Numerous options are available to investigators conducting a cancer clinical trial for treatment allocation between comparison arms. Careful consideration should occur in the trial design phase to select the method best suited for a given trial. This decision could impact the inferential ability and credibility of a trial and should not be perceived as trivial. Knowledge of the impact of the allocation method on the trial is essential to proper understanding of the results, regardless of procedure used.

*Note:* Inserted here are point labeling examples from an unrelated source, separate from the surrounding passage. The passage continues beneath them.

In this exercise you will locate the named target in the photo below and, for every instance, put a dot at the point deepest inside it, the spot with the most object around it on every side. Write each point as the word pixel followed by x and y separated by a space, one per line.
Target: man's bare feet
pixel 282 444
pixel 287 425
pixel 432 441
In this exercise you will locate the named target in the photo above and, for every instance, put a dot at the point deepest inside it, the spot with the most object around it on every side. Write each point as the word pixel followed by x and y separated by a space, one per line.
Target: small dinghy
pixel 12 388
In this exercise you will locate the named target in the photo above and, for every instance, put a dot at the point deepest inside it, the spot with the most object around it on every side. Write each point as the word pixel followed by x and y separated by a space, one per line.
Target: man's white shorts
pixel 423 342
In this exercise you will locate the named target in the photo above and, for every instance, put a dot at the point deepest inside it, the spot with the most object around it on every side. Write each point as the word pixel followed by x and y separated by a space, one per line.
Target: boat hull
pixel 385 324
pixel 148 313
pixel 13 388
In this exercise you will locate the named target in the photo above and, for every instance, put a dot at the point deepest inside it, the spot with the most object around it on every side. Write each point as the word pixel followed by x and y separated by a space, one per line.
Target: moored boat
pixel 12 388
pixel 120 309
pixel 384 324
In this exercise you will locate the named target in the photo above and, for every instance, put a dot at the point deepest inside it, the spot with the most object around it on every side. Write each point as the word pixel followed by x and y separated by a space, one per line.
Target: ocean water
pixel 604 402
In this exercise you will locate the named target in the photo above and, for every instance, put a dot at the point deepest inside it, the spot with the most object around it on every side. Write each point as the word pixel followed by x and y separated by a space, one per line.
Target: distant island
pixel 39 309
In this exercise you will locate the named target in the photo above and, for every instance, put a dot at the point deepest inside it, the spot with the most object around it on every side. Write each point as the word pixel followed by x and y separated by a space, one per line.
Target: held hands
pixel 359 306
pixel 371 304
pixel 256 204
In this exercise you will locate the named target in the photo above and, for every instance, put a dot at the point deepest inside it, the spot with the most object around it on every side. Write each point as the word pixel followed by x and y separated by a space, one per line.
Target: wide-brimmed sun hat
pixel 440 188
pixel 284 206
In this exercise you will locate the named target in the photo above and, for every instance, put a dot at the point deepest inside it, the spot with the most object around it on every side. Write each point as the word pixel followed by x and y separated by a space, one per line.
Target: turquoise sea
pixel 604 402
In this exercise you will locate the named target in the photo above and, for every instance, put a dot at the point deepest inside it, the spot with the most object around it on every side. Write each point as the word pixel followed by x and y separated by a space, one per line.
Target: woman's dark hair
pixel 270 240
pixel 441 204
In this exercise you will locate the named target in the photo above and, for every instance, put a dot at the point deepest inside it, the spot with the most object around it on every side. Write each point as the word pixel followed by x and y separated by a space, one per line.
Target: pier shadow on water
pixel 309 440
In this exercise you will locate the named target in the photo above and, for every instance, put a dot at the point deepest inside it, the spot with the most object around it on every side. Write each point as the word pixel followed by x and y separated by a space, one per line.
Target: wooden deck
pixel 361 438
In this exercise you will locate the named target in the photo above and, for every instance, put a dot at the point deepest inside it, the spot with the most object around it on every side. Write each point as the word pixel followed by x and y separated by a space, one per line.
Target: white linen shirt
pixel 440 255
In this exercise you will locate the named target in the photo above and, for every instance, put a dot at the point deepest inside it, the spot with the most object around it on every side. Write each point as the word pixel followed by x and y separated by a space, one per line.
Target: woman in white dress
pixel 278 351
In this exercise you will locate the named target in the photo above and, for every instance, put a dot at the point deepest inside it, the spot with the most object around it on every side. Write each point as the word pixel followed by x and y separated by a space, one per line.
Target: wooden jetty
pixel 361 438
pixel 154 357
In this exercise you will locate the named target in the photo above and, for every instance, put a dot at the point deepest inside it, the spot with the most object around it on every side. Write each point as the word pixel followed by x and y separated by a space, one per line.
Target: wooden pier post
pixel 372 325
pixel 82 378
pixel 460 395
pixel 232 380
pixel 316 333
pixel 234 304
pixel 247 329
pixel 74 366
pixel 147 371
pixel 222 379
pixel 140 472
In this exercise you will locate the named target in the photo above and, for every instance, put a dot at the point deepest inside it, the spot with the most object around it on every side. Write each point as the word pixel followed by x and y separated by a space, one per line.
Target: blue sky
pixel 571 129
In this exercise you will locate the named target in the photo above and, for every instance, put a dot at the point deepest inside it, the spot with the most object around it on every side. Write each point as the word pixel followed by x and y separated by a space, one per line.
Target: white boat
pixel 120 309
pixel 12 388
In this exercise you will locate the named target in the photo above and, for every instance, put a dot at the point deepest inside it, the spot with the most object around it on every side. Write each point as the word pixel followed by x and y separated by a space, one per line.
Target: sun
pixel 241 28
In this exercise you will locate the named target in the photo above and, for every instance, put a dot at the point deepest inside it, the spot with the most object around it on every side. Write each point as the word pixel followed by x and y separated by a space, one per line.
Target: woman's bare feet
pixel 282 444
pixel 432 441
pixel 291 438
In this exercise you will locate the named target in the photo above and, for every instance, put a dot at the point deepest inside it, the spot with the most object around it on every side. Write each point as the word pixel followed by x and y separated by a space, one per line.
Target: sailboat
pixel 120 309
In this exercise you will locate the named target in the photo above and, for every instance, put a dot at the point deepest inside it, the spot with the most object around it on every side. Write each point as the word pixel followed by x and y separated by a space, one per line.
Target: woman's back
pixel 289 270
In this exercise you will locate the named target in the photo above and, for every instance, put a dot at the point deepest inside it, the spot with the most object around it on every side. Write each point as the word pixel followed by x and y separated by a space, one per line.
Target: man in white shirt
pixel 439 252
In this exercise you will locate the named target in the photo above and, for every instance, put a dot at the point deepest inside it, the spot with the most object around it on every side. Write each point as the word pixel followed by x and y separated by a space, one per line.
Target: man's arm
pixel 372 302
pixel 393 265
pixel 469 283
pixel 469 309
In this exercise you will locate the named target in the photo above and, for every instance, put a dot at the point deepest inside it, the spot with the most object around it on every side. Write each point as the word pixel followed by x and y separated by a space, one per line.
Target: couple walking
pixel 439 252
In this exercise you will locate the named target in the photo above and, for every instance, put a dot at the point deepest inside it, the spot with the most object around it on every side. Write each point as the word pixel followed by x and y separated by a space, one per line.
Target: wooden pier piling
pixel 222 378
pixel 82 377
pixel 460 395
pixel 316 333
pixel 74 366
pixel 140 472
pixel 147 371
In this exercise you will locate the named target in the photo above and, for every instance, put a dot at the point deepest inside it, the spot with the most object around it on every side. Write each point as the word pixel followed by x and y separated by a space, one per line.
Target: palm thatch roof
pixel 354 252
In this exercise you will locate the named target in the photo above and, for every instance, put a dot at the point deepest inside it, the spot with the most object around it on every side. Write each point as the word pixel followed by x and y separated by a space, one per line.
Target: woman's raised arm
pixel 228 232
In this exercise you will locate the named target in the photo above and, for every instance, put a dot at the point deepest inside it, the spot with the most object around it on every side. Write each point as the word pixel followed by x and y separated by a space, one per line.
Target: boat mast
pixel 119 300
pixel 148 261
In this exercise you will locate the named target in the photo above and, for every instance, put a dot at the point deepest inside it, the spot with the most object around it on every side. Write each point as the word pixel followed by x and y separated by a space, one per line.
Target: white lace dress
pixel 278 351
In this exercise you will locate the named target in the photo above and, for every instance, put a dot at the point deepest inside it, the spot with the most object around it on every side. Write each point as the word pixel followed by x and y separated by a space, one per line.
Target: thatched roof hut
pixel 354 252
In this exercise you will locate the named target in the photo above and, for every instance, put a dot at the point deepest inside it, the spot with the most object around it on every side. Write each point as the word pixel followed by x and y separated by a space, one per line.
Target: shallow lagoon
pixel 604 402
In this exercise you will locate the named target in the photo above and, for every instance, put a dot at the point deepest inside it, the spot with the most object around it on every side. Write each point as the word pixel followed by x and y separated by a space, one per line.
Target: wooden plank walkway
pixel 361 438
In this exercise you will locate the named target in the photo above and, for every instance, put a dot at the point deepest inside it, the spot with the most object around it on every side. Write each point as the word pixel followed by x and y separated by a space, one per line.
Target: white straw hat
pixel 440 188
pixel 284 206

In summary, DA should be considered a valid alternative to randomisation or allocation via the random permuted blocks method, particularly for small to moderate-sized clinical trials with multiple significant prognostic factors having modest to large treatment effects, as is common in oncology. While it is recommended that only a few factors be used when using the random permuted blocks method – as a rule of thumb, the total number of cells should be less than n/2 – DA methods can handle many factors without difficulty (Therneau, 1993). Even with DA methods, however, it is advised that only factors with a known, large prognostic effect be included and there should be at least five patients per cell (Rovers et al, 2000). Using a balanced coin algorithm and incorporating a random element with probability P=0.8 is most efficient for reducing the ability to predict future patient allocations while maintaining good balance (Brown et al, 2005). While statistical tests based on the assumption of randomisation may give similar results, the P-value will only be precisely correct when using the statistical test corresponding to the allocation algorithm used. At a minimum, investigators should perform multivariable analyses which adjust for all factors used in the DA algorithm and perform appropriate sensitivity analyses (Committee for Proprietary Medicinal Products, 2003).